7. El libro de la buena memoria
“En realidad, sólo existen los libros.”
Bruno Schulz – El libro
Estamos llegando al final y casi no hablamos del festival de Busan. Es que los festivales, cuanto más grandes son más pierden su personalidad y por lo tanto, no hay mucho para contar al respecto. Y eso le pasa a Busan en estos momentos. El festival viene de una serie de cambios muy grandes en su estructura, recortes de presupuesto y pedidos de las autoridades políticas para que se parezca más a Cannes. Es decir, lo que le ocurre a todos los festivales grandes en algún momento. No es que la programación sea mala, están casi todas las películas que todo el mundo quiere ver, las entradas se agotan apenas salen a la venta, pero aquello que los hizo famosos, ser una ventana del mejor cine asiático, ya no ocurre. Como pasa en todo lados, no solo los directores asiáticos consagrados ya no estrenan sus películas aquí, sino que también los jóvenes emergentes prefieren los festivales europeos. Algo que ocurre también en latinoamérica. Es un problema casi sin solución, al menos hasta que los directores y productores quieran. Y si bien hay muchos estrenos mundiales, luego de ver algunos de ellos uno se termina desilusionando. De todas maneras, de algunas de las películas coreanas valiosas hablaremos luego. Busan, por su ubicación en el calendario, tiene un problema similar a Mar del Plata, las películas que se estrenan mundialmente aquí, a los pocos meses ya son del año pasado. Así de rápido envejecen las películas en este mundo. Pero como decía antes, Busan tiene un nuevo equipo de programadores y habrá que esperar a las próximas ediciones y por ahora brindarles un voto de confianza.

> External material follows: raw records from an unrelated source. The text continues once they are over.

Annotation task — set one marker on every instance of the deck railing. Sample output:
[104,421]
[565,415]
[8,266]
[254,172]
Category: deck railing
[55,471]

Hace unos años, caminando por las callecitas de la ciudad de Jeonju, encontré una librería llamada My Own Private Cinema, el nombre deja en claro su especialidad. Entre pósters, discos de bandas de sonido, y demás, había un libro en inglés, uno de los pocos, titulado Jiseok is on Business trip: Eternal journey to cinematic world. Kim Jiseok supo ser una de los fundadores del festival de Busan, luego director adjunto, y murió en el año 2017, a poco de llegar al festival de Cannes para realizar su trabajo. Lo cual, más allá de todos los problemas que le debe haber causado a sus colegas, no deja de tener algo poético. Kim amaba profundamente su trabajo y morirse haciendo lo que uno ama, no deja de ser un verdadero privilegio. Años después, un grupo de personas que supieron trabajar con él editaron este libro. Que es un libro único, ya que no se trata de una colección de críticas, o una biografía, sino una serie de cartas, mails, y apuntes que Kim escribía mientras viajaba a diferentes festivales preparando la programación de Busan. Si bien existen varios libros sobre festivales,sus historias y demás, casi no hay sobre el trabajo de programación. Está el libro de Fremaux, Selección oficial, traducido y editado a las apuradas en Argentina, pero aún muy divertido de leer, pero está escrito desde el lugar de alguien muy poderoso, el de Kim, por el contrario, describe el trabajo diario, casi rutinario de ver una película tras otra y tener reuniones con gente para seguir hablando de más películas. Es un libro finalmente extraño y aunque yo pienso que está escrito para mí y otras pocas personas que conozco a los que les gusta hablar de nuestra profesión cada vez más devaluada, no sé a cuántos otros lectores pueda llegar a tener. Además, se trata de tres volúmenes que cubren casi toda la carrera de Kim. Lamentablemente, lo que fue una vida feliz dedicada a un festival de cine, no terminó de la mejor manera, en otro libro del que ya hablamos anteriormente, Just like starting over, el crítico inglés Tony Rayns escribe lo siguiente:
“La repentina y trágica muerte de Kim Jiseok por un ataque cardíaco en 2017 dejaron al Festival Internacional de Cine de Busan mucho menos estable y mucho menos preparado para enfrentar las tormentas políticas y organizativas que han envuelto al evento en los últimos años. No solo había sido el fundador clave del festival, sino también su presencia central, tranquila y organizadora, y quien se sintió angustiado cuando las luchas por el poder y las rivalidades comenzaron a desgarrar al festival. La última vez que lo vi fue solo unos meses antes de su muerte; me estaba llevando de regreso a mi hotel después del almuerzo cuando tuvo un pequeño colapso emocional y comenzó a llorar mientras me decía que su colega de muchos años (y, pensó, amigo) Lee Yongkwan había dejado de devolverle las llamadas. (Kim también era demasiado discreto y demasiado protector de la reputación del festival como para hablar de ello abiertamente, pero había chocado repetidamente en privado con otro de los fundadores del festival por la indolencia y arrogancia de este último).”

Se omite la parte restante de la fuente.